Using `spaCy` NER with pyDeid¶

Basic `spaCy` NER pipeline¶

[1]:

import spacy

Custom spaCy NER pipelines can be added to pyDeid. spaCy ships four english pretrained pipelines by default:

en_core_web_sm
en_core_web_md
en_core_web_lg
en_core_web_trf

Let’s use the transformer-based pipeline in conjunction with pyDeid. This begins with downloading the pipeline.

!python -m spacy download en_core_web_lg

Now we load the pipeline.

[2]:

nlp = spacy.load("en_core_web_lg")

[3]:

nlp.pipe_names

[3]:

['tok2vec', 'tagger', 'parser', 'attribute_ruler', 'lemmatizer', 'ner']

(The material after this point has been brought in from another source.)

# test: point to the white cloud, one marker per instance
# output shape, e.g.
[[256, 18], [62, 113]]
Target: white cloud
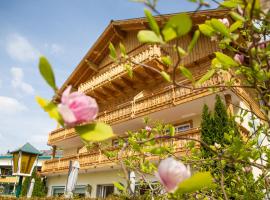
[[19, 48], [10, 105], [18, 82]]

We can now pass the pipeline as-is to pyDeid to add to the set of de-identification steps.

[4]:

from pyDeid import pyDeid

pyDeid(
    original_file = "./../../tests/test.csv",
    note_id_varname = "note_id",
    encounter_id_varname = "genc_id",
    note_varname = "note_text",
    ner_pipeline = nlp,
)

Processing encounter 3, note Record 3: : 3it [00:00,  3.02it/s]

Diagnostics:
                - chars/s = 131.73949687826678
                - s/note = 0.33146222432454425

Add `medspaCy` components¶

Now let’s instead use a medspaCy tokenizer and sentence parser.

We begin by replacing the default tokenizer with the medspacy_tokenizer.

[5]:

from medspacy.custom_tokenizer import create_medspacy_tokenizer

[6]:

medspacy_tokenizer = create_medspacy_tokenizer(nlp)

[7]:

nlp.tokenizer = medspacy_tokenizer

Next we use PyRuSH sentence parsing.

[8]:

from medspacy.sentence_splitting import PyRuSHSentencizer

[9]:

nlp.add_pipe("medspacy_pyrush", before="parser")
nlp.pipe_names

[9]:

['tok2vec',
 'tagger',
 'medspacy_pyrush',
 'parser',
 'attribute_ruler',
 'lemmatizer',
 'ner']

We can pass this pipeline to pyDeid similarly.

[16]:

pyDeid(
    original_file = "./../../tests/test.csv",
    note_id_varname = "note_id",
    encounter_id_varname = "genc_id",
    note_varname = "note_text",
    ner_pipeline = nlp,
)

Processing encounter 3, note Record 3: : 3it [00:01,  2.77it/s]

Diagnostics:
                - chars/s = 120.9813422064844
                - s/note = 0.3609371980031331

Create a custom NER pipeline for `pyDeid`¶

Given that pyDeid can accept any spaCy NER pipeline, lets create a custom pipeline with:

A med7 base model.
The medspaCy tokenizer.
The medspaCy sentence parser.
A preprocessing component that truecases the input text.

Note that rather than the Med7 model, we could easily have used any other spaCy model such as SciSpaCy.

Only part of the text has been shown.